IUBio

Looking for Identities

Michael Coyne mcoyne at argo.net
Sat Nov 11 13:01:18 EST 1995


ez017400 at chip.ucdavis.edu (Hemang Patel) wrote:

>Hello,
>
>I am looking for a way to take a few proteins and look for common, short 
>seuqences that occur in different locations in the primary sequence. This 
>is not a question of alignment. Bestfit and pileup only find homologous 
>regions if they are contiguous in the overall sequence. Dotplot *seems* 
>to do this, but the output is graphical and is sometimes hard to 
>interpret and control. 
>
>I do not have a particular sequence I am looking for, I just want the
>computer to break the sequences down on its own and search all
>possibilities. For example, if a 5 amino acid sequence is in the N-terminal
>region of one protein, the C-terminal region of another, and in the middle
>of a third protein, how would i find this? Will BLAST do it? Or am I out 
>of luck?

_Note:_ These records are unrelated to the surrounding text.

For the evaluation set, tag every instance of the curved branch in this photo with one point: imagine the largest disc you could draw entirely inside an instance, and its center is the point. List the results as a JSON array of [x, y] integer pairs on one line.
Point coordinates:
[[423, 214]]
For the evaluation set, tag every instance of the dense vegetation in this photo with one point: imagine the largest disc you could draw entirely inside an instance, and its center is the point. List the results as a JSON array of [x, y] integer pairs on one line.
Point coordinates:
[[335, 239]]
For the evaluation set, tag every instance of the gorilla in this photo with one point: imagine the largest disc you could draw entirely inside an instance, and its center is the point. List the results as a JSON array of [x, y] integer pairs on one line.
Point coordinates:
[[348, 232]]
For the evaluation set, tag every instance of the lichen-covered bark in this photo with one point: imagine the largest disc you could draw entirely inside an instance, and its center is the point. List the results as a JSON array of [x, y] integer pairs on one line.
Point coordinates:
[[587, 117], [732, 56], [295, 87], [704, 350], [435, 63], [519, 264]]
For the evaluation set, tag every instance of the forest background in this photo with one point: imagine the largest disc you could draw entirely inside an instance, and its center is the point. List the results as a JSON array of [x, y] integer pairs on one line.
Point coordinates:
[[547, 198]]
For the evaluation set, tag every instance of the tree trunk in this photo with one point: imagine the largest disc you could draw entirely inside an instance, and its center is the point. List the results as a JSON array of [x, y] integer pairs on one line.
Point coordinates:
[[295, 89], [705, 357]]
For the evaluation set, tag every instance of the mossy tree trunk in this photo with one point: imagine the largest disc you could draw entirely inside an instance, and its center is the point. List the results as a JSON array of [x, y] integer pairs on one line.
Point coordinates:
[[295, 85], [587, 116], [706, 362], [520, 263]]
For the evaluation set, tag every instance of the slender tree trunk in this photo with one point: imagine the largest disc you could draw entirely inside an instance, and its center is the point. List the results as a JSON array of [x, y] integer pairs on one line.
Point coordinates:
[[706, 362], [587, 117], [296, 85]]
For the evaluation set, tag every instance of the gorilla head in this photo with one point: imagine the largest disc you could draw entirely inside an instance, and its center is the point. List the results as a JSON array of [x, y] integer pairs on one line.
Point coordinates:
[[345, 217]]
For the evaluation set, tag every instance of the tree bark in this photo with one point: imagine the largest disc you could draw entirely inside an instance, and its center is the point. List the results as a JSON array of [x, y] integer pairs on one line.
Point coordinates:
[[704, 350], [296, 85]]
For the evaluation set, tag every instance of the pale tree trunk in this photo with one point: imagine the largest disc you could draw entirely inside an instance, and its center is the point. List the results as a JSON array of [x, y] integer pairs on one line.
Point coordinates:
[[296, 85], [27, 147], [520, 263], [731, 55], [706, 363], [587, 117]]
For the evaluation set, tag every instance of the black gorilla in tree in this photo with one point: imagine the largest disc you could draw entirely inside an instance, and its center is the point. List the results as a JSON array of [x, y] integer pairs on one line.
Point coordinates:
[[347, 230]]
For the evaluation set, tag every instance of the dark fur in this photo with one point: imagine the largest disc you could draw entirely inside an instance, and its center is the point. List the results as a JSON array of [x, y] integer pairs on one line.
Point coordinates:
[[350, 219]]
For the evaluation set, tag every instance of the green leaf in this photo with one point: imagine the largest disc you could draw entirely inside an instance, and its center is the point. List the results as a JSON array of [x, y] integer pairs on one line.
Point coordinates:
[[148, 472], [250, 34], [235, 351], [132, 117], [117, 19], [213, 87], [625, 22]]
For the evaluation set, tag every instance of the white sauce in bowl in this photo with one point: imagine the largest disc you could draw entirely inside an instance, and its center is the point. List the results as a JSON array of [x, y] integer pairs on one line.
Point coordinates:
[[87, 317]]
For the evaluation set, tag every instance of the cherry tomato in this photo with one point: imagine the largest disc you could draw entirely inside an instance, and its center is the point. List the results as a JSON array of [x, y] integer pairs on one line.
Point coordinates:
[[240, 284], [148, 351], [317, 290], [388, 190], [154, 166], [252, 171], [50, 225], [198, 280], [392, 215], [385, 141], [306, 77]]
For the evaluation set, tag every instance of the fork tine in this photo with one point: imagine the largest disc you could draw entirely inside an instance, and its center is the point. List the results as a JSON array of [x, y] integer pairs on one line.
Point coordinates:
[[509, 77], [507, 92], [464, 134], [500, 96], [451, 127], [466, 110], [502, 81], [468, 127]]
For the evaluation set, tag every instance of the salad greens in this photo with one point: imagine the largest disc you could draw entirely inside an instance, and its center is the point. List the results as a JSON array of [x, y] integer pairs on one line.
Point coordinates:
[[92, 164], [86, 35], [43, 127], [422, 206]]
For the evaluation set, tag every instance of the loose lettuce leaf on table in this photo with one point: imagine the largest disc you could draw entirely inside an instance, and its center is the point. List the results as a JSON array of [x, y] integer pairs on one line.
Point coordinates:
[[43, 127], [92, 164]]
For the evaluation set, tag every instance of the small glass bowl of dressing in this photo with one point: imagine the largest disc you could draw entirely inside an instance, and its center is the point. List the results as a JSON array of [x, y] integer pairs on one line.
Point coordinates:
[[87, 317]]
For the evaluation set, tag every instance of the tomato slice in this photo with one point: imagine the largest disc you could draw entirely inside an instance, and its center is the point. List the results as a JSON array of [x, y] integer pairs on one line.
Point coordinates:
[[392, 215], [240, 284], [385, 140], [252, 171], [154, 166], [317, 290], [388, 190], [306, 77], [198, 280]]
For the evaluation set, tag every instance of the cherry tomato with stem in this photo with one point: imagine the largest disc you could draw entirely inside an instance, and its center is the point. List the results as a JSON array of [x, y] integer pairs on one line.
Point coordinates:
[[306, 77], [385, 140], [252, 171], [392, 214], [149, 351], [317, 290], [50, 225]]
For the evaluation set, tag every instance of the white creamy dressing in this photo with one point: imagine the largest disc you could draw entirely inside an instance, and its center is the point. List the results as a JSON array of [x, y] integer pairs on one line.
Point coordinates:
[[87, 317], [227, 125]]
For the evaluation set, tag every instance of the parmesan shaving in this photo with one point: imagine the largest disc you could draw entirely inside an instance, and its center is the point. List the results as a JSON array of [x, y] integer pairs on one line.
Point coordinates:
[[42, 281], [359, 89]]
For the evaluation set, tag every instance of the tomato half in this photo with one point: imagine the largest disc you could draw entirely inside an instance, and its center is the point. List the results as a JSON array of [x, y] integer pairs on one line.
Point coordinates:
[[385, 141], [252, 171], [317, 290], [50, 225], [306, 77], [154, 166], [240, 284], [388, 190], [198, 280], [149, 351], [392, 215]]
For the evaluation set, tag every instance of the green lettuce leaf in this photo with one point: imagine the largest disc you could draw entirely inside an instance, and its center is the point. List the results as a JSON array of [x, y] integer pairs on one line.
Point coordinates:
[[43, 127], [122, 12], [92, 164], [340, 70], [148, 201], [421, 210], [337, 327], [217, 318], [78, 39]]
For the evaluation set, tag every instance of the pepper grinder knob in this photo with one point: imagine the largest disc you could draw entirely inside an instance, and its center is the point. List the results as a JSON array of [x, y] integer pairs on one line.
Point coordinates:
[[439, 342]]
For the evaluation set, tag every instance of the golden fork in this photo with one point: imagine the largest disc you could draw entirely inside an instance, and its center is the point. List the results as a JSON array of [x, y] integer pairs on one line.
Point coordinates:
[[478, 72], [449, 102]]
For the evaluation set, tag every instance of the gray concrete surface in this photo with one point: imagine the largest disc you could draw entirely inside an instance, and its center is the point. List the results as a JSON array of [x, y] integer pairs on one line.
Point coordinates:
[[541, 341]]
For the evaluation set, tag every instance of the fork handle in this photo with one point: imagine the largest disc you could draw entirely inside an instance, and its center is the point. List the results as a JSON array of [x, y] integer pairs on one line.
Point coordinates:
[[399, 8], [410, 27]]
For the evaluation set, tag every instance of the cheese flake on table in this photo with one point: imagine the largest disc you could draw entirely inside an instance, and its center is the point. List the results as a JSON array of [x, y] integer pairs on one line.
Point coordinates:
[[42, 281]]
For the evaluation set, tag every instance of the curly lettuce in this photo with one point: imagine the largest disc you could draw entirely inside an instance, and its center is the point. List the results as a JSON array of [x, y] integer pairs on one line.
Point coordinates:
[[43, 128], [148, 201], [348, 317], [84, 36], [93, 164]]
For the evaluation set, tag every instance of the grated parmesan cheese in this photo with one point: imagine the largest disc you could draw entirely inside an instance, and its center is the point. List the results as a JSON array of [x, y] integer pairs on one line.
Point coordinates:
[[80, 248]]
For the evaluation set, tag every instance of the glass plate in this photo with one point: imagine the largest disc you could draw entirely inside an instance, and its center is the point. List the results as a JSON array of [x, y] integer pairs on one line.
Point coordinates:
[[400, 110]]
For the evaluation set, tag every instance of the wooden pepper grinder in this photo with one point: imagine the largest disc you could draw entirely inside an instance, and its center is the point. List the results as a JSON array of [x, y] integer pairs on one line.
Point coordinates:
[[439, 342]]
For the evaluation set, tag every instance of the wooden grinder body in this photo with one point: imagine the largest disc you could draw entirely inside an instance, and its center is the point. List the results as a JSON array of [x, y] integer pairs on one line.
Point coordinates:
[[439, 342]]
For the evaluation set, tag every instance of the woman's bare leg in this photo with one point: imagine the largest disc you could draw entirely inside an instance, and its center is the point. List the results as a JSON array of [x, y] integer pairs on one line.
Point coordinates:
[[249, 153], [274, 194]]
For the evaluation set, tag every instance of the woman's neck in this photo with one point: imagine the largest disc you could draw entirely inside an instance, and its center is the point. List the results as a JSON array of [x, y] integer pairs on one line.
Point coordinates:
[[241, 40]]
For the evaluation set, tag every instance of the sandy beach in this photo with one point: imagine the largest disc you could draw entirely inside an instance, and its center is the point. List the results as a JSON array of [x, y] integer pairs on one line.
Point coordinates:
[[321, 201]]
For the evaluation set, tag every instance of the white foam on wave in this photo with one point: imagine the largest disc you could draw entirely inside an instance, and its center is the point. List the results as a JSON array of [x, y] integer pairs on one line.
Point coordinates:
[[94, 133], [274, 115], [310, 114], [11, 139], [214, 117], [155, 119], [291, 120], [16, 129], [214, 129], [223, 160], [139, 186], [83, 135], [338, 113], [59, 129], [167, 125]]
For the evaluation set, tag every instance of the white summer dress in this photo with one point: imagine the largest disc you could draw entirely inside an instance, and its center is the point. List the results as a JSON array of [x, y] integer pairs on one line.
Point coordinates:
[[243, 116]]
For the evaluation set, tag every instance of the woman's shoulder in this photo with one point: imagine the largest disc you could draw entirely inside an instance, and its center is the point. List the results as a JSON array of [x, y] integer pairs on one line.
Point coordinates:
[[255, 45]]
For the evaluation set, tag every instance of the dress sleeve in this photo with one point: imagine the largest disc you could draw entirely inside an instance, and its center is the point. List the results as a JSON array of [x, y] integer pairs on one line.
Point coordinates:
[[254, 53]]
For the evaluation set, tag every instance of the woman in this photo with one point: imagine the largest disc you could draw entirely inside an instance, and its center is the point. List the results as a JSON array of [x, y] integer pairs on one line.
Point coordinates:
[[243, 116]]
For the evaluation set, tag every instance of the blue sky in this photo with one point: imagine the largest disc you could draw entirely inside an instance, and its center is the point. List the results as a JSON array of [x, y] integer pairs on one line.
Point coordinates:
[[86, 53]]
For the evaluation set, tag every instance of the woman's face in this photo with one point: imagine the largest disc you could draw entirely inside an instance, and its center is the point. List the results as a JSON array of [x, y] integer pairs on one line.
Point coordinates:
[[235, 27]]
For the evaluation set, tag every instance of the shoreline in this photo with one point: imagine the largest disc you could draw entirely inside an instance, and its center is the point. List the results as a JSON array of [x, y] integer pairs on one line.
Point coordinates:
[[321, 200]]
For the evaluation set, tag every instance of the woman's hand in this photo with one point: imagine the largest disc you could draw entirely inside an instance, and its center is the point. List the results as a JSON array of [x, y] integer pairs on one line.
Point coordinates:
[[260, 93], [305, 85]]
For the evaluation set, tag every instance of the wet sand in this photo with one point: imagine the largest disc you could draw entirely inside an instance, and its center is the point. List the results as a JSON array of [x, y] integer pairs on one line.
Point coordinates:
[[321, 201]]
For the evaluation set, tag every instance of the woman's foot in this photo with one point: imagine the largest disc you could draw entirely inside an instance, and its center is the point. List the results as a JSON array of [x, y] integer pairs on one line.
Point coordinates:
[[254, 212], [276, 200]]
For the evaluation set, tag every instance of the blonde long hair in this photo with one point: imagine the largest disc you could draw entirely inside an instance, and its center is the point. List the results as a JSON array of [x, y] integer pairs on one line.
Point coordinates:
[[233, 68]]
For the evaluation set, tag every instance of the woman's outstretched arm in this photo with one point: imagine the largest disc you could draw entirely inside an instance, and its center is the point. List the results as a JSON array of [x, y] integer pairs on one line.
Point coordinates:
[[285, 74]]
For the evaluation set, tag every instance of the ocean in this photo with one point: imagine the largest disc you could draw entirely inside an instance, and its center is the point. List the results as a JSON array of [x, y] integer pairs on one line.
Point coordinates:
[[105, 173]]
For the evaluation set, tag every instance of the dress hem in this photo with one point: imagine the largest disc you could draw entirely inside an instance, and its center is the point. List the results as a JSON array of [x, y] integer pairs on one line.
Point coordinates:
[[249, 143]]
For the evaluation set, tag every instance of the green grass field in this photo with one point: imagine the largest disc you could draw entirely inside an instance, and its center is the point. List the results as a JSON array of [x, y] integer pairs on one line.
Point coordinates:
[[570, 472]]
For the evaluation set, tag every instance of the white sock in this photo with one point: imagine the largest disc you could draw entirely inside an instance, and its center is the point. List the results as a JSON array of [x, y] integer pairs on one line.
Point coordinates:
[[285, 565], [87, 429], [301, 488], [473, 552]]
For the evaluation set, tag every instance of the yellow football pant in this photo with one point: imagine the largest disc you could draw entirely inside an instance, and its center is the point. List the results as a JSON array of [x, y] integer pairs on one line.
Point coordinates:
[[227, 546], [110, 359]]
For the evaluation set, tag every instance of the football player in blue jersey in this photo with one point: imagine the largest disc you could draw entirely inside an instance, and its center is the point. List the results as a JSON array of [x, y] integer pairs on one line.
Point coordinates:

Thanks

There probably is a way to do this in GCG, but it would be convoluted,
especially since you don't know what small sequence streches you're
looking for.  The best program I can think of for this purpose would
be MACAW, put out by NCSA (or is it NCBI?).  This program will do
exactly what you're looking for, and give you an idea of signifcance.
You can get it via FTP, and it's available for most platforms.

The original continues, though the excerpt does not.